What will it take to bring down the trolls?
One new app called Kindli has the answer: Make them give out a credit card number.
It’s an innovative approach, but before we dive into what makes the app special, here’s a little background on troll behavior that might help.
In recent years, trolls have taken over. They comment on posts and find the one thing they disagree with. We’re living in an age when airing your grievances is the norm.
It’s not hard to imagine what a troll looks like.
He or she is likely sitting on an expensive performance chair wearing earmuff headphones. A few empty bags of Spicy Sweet Chili Doritos are scattered on the floor. “Timmy/Kimmy, pick up your trash” yells a middle-aged mom down the staircase as the troll furiously types up yet another insult on Twitter.
Many years ago, I conducted an interview with an online troll. His name was Derek. This was before the age of social media when all you could do was comment on articles. My story was about online abuse and I wanted to interview someone who regretted their negative comments and had decided to change.
I managed to find someone who agreed to an interview by online chat (this was also long before Zoom). What he said at the time surprised me.
Derek struggled with depression, negative thoughts, and a poor self-image. He’d been unemployed for several years. He lived with his parents. It stuck with me because, in some ways, I understood what was happening. Those negative emotions inside of him were spilling out onto the keyboard. That’s no excuse, but he did agree that his actions were wrong.
I learned two things from that interview. One is that a troll is a real person dealing with personal issues. The other is that it doesn’t have to be this way. The way a troll deals with those dark emotions is not healthy.
Social media has provided a forum for their rage and anger, but it might work to make the social media on-ramp a little less accessible to them.
Kindli is the new app I’m testing and the goal is to make it harder for people to spread negative thoughts on social media. It’s meant to promote kindness and address mental health concerns.
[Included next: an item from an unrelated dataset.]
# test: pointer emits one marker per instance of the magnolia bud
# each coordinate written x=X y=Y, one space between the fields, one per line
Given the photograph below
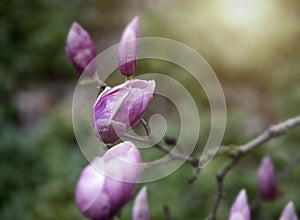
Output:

Tim Tebow is involved, as is athlete Kerri Walsh Jennings and WWE star Titus O’Neil.
To use the app, you have to enter a credit card and donate $1 to charity. You can also purchase Kindli Cards (a 12-pack costs $3.99) which you hand out to people after doing something kind for them. The recipient adds a thank you to your profile.
The company says they hope to reach one billion acts of kindness worldwide, and I sure hope they do. I plan to order cards to hand out.
I tested the app by creating an account and following a few users. In a few days, I had only seven followers. The app launched recently, so no surprise there.
One feature I really like: Kindli blocks negative posts or comments because they violate the guidelines. (Most of them are related to swearing, criticism, and bashing someone for their political views.) I tried posting a few troll-like comments, including one about election fraud and another about hate. It’s odd to see the algorithm kick in, telling you the post won’t go live, but I was grateful. My hope is the double whammy of asking for a credit card and blocking hateful comments works.
The app is a little buggy right now. On my phone, I created a new post and the app crashed. In my browser, when I clicked on people to follow them, nothing happened. (After refreshing the screen, it worked. Also, a second attempt at posting from my phone worked.) I also noticed a few typos on their site, such as Kindli spelled wrong on the how it works page.
Kindli faces an uphill climb. Years ago, a few companies tried to make “the social network of sports” and “the social network of parenting” but it never worked out. One word: Facebook. The social network of kindness is a wonderful idea, so I’ll be curious if it catches on.
Until then, I think the app has some work to do. It’s a bit too basic, and I kept seeing the same posts over and over. To catch on and even have any chance against Instagram and others, the company will have to innovate much further beyond the basic features they offer. How about some sort of kindness meter? A measure of how many encouraging posts and comments you’ve made. I’d like to see more explainer videos that go into more detail. Promote the app on YouTube and other forums.
I’m also a little worried about the free speech aspects. Not allowing any discussion about politics seems a bit too much…although it’s also a welcome relief in some ways. (Using the apps means you agree to the policies.)
Trolls are quite ingenious. I hope they don’t figure out how to bypass the filters like they have on Twitter. Kindness doesn’t sell, unfortunately. It tends to draw the worst of us as an opportunity to cause more damage and chaos.
What will it take to gain momentum when you are in the dark shadow of the trolls? That’s a question I can’t answer. I hope Kindli does.